2 Insert "X" Linemate Here
Sidney Crosby, unlike most other NHL stars, has gone through so many linemate turnovers that it's nearly impossible to count; but we'll go ahead and show you a few and you can come up with your own beliefs:
Bill Guerin, who was in the "twilight" of his career, scored 21 goals and 45 points in 2009-10, his final NHL season. Chris Kunitz, maybe Crosby's favorite linemate ever, scored 20-plus goals in four straight seasons from 2010-11 to 2013-14, including two 60-point seasons.
Pascal Dupuis, a once-forgotten commodity with the Atlanta Thrashers, came to the Penguins in 2008. From 2009-10 to 2012-13, he posted goal totals of 18, 17, 25 and 20. Crosby rejuvenated his career.
Patric Hornqvist, who had to play two-way hockey in Nashville, scored 51 points in 64 games with the Penguins (and Crosby) in 2014-15.
1 Face of the Franchise
It's been made quite clear how much Sidney Crosby means to the franchise.
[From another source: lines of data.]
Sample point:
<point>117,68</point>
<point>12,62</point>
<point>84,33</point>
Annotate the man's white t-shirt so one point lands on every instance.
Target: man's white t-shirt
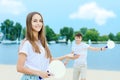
<point>82,50</point>
<point>34,60</point>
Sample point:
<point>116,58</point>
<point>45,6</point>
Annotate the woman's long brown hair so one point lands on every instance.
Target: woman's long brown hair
<point>41,35</point>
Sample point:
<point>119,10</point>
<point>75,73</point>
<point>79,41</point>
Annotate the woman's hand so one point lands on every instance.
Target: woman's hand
<point>72,56</point>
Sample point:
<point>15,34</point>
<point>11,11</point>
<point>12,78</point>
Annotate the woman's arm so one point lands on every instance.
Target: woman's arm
<point>22,69</point>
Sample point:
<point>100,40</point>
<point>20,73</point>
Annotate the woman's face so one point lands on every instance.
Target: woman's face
<point>37,22</point>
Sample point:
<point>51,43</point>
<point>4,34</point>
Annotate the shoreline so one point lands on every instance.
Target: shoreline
<point>8,72</point>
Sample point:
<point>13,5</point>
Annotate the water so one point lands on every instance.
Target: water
<point>104,60</point>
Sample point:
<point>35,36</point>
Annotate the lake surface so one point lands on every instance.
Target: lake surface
<point>104,60</point>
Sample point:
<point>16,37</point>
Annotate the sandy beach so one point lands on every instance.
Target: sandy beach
<point>8,72</point>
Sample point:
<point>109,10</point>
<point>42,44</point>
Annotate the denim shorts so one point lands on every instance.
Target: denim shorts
<point>30,77</point>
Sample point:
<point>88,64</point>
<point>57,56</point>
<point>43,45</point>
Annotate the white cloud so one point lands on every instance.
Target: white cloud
<point>91,11</point>
<point>14,7</point>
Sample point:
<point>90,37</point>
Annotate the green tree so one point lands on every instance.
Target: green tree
<point>50,34</point>
<point>6,28</point>
<point>83,30</point>
<point>10,31</point>
<point>91,34</point>
<point>68,32</point>
<point>18,28</point>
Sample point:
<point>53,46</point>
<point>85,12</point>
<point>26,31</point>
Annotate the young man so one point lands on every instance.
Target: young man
<point>80,64</point>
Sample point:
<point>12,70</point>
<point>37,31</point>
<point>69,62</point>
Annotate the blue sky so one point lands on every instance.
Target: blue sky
<point>103,15</point>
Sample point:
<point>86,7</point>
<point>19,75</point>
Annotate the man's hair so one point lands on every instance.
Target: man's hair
<point>78,35</point>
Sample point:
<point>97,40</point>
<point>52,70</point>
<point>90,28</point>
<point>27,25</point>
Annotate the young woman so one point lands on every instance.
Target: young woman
<point>34,54</point>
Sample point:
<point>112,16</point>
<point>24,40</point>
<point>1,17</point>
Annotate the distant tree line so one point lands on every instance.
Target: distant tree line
<point>15,31</point>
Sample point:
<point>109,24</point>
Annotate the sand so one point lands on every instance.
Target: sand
<point>8,72</point>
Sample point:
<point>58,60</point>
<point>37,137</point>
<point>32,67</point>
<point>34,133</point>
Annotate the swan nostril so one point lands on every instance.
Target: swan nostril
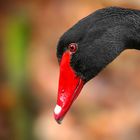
<point>62,90</point>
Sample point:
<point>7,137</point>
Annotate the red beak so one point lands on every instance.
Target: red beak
<point>69,88</point>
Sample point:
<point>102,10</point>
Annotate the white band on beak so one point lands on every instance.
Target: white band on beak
<point>57,109</point>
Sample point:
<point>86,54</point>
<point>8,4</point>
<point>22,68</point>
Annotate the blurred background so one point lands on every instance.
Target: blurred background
<point>109,105</point>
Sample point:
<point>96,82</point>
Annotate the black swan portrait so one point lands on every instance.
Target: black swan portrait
<point>89,46</point>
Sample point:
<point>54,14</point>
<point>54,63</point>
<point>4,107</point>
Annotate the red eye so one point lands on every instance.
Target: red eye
<point>73,47</point>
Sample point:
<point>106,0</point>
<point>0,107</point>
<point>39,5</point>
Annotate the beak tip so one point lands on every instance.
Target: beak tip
<point>57,111</point>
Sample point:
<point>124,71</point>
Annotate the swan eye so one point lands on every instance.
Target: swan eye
<point>73,47</point>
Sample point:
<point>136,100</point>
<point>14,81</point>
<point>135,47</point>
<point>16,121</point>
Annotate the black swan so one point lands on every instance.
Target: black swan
<point>86,48</point>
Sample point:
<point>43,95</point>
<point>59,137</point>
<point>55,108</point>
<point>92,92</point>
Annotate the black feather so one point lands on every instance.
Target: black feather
<point>101,37</point>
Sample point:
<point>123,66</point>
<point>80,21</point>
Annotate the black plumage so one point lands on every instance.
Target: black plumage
<point>101,37</point>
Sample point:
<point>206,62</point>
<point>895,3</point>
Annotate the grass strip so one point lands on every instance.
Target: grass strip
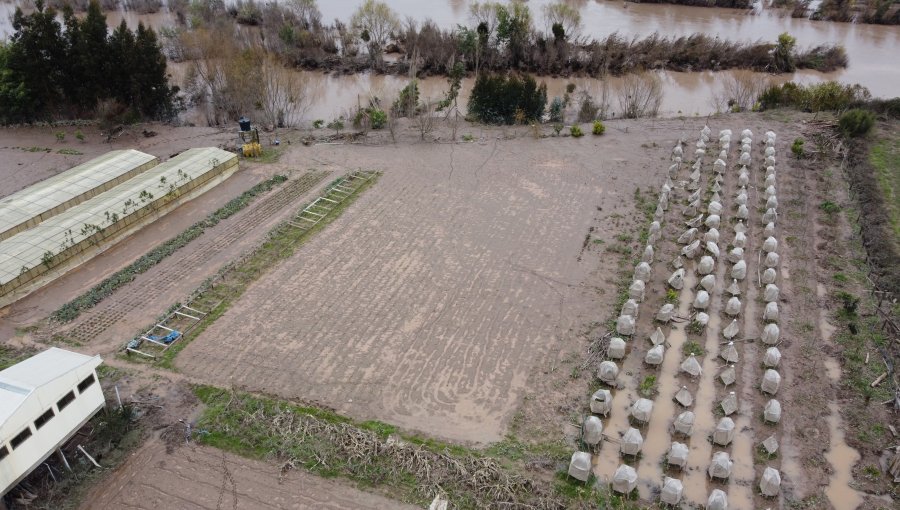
<point>71,310</point>
<point>220,291</point>
<point>376,455</point>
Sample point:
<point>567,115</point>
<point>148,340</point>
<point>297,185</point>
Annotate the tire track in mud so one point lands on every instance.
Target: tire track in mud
<point>171,272</point>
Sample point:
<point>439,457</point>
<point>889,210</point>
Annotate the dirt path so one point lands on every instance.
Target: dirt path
<point>200,478</point>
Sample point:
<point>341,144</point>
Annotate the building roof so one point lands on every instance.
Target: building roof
<point>19,381</point>
<point>80,181</point>
<point>31,247</point>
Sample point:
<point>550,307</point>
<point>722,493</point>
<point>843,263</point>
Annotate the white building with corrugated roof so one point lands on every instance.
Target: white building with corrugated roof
<point>44,401</point>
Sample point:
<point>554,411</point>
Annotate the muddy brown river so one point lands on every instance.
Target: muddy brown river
<point>871,49</point>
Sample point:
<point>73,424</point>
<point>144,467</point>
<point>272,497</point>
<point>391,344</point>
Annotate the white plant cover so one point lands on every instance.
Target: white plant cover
<point>701,300</point>
<point>624,479</point>
<point>632,442</point>
<point>616,349</point>
<point>739,270</point>
<point>770,293</point>
<point>592,431</point>
<point>658,337</point>
<point>672,491</point>
<point>769,276</point>
<point>772,411</point>
<point>736,254</point>
<point>770,334</point>
<point>770,483</point>
<point>630,308</point>
<point>642,271</point>
<point>655,355</point>
<point>642,409</point>
<point>684,397</point>
<point>676,281</point>
<point>734,289</point>
<point>733,306</point>
<point>690,251</point>
<point>721,465</point>
<point>702,318</point>
<point>724,433</point>
<point>608,372</point>
<point>771,382</point>
<point>580,466</point>
<point>772,357</point>
<point>665,312</point>
<point>730,354</point>
<point>731,330</point>
<point>691,366</point>
<point>601,402</point>
<point>771,312</point>
<point>728,375</point>
<point>717,500</point>
<point>688,236</point>
<point>636,290</point>
<point>684,424</point>
<point>729,404</point>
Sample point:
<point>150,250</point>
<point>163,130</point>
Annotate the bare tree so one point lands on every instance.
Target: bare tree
<point>640,95</point>
<point>284,99</point>
<point>375,21</point>
<point>739,91</point>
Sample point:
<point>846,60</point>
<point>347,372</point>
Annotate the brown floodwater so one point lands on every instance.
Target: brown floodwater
<point>870,49</point>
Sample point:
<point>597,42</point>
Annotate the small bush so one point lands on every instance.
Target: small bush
<point>856,123</point>
<point>797,148</point>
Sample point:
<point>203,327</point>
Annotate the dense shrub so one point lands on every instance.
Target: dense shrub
<point>855,123</point>
<point>498,99</point>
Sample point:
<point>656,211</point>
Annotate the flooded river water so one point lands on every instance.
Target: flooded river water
<point>870,48</point>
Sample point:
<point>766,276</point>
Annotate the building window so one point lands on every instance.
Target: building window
<point>44,418</point>
<point>19,439</point>
<point>66,400</point>
<point>86,383</point>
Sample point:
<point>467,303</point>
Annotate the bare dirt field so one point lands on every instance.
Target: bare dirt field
<point>458,295</point>
<point>200,478</point>
<point>432,300</point>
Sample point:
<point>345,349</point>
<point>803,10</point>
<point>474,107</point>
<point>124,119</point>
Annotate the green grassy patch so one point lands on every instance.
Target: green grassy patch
<point>71,310</point>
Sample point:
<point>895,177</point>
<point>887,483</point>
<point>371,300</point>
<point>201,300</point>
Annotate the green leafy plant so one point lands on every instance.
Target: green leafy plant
<point>797,148</point>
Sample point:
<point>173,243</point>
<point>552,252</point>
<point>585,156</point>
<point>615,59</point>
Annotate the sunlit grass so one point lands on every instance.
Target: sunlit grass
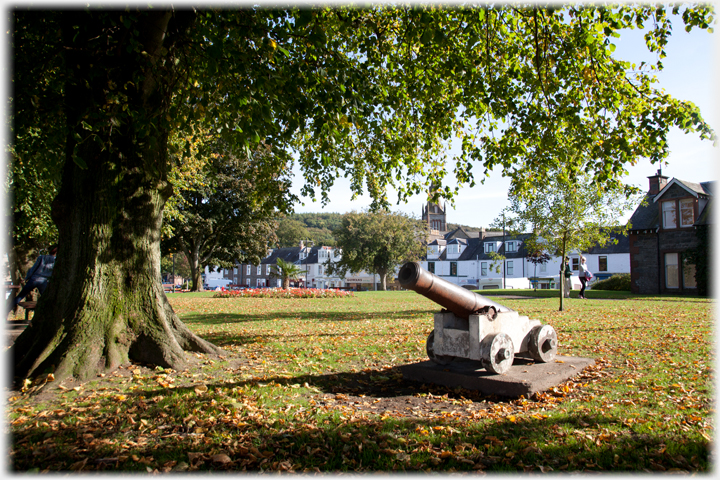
<point>310,384</point>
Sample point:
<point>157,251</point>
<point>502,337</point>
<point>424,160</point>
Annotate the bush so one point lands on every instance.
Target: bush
<point>619,282</point>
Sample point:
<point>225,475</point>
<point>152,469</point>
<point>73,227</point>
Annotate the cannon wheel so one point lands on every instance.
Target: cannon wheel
<point>542,344</point>
<point>429,348</point>
<point>497,352</point>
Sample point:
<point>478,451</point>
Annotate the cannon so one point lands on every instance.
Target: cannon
<point>474,327</point>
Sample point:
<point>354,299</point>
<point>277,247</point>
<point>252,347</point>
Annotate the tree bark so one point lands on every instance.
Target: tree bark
<point>105,304</point>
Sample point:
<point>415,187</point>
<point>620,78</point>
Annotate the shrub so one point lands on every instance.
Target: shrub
<point>619,282</point>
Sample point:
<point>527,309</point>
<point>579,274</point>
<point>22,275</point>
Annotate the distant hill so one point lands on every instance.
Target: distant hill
<point>308,227</point>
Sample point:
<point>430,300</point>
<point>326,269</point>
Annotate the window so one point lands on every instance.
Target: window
<point>671,270</point>
<point>687,212</point>
<point>669,214</point>
<point>689,274</point>
<point>602,264</point>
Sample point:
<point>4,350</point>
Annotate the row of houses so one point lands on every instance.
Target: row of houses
<point>312,261</point>
<point>664,229</point>
<point>466,259</point>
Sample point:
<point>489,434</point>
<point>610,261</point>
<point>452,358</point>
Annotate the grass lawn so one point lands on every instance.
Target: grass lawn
<point>313,385</point>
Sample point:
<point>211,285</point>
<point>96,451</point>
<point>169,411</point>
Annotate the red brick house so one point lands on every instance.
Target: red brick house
<point>667,233</point>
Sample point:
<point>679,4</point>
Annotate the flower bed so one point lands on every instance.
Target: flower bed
<point>284,293</point>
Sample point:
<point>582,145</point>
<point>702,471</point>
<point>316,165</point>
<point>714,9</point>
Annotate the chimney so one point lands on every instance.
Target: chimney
<point>657,182</point>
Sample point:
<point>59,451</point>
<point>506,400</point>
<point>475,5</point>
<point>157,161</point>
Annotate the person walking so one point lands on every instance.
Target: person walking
<point>37,276</point>
<point>567,278</point>
<point>585,275</point>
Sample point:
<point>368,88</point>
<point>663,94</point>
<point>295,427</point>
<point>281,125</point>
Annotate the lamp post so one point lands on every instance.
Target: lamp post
<point>504,251</point>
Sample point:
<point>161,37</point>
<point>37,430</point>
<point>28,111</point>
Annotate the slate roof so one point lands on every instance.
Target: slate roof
<point>622,245</point>
<point>647,217</point>
<point>289,254</point>
<point>696,188</point>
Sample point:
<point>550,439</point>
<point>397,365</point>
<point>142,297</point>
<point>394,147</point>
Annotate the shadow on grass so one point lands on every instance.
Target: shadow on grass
<point>342,442</point>
<point>224,318</point>
<point>223,339</point>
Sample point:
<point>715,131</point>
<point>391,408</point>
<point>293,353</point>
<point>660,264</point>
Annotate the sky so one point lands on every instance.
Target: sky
<point>690,73</point>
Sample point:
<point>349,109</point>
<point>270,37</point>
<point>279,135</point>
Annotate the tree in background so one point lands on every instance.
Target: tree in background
<point>175,262</point>
<point>35,161</point>
<point>373,94</point>
<point>291,232</point>
<point>377,242</point>
<point>286,271</point>
<point>570,213</point>
<point>231,215</point>
<point>538,257</point>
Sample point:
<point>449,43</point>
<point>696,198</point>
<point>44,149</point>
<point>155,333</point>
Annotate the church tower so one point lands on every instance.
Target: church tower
<point>435,216</point>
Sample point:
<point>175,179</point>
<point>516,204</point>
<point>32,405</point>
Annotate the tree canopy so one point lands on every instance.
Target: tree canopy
<point>376,94</point>
<point>230,214</point>
<point>571,213</point>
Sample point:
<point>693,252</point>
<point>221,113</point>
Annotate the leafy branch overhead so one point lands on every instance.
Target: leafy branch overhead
<point>374,94</point>
<point>569,214</point>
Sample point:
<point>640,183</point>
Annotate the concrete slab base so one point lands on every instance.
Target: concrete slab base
<point>524,378</point>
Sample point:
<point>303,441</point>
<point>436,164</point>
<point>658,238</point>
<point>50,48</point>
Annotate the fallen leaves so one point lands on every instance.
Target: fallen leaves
<point>306,388</point>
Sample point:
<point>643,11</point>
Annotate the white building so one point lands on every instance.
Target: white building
<point>465,258</point>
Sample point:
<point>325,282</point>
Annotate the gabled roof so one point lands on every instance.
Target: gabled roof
<point>458,241</point>
<point>622,245</point>
<point>646,215</point>
<point>289,254</point>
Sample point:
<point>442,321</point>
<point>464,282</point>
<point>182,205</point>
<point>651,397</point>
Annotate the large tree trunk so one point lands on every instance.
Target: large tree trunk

After the lockout, poor attendance and ownership issues in Pittsburgh jeopardized the city's chances of keeping their beloved Penguins.
Crosby, in his first two seasons, hit 100 points and it took him his second NHL season to bring the Penguins to the playoffs, and they're on their way to a 10th-straight postseason appearance.
You can say the same about Alex Ovechkin in Washington, but Patrick Kane and Steven Stamkos had plenty of talent around them to elevate the team. If you look at it closely, Crosby's Penguins have not been a difficult team to knockout in the playoffs, as it's him who carries them there.
The Pens are nothing without Crosby. You can't say that about almost any other NHL player to their respective team.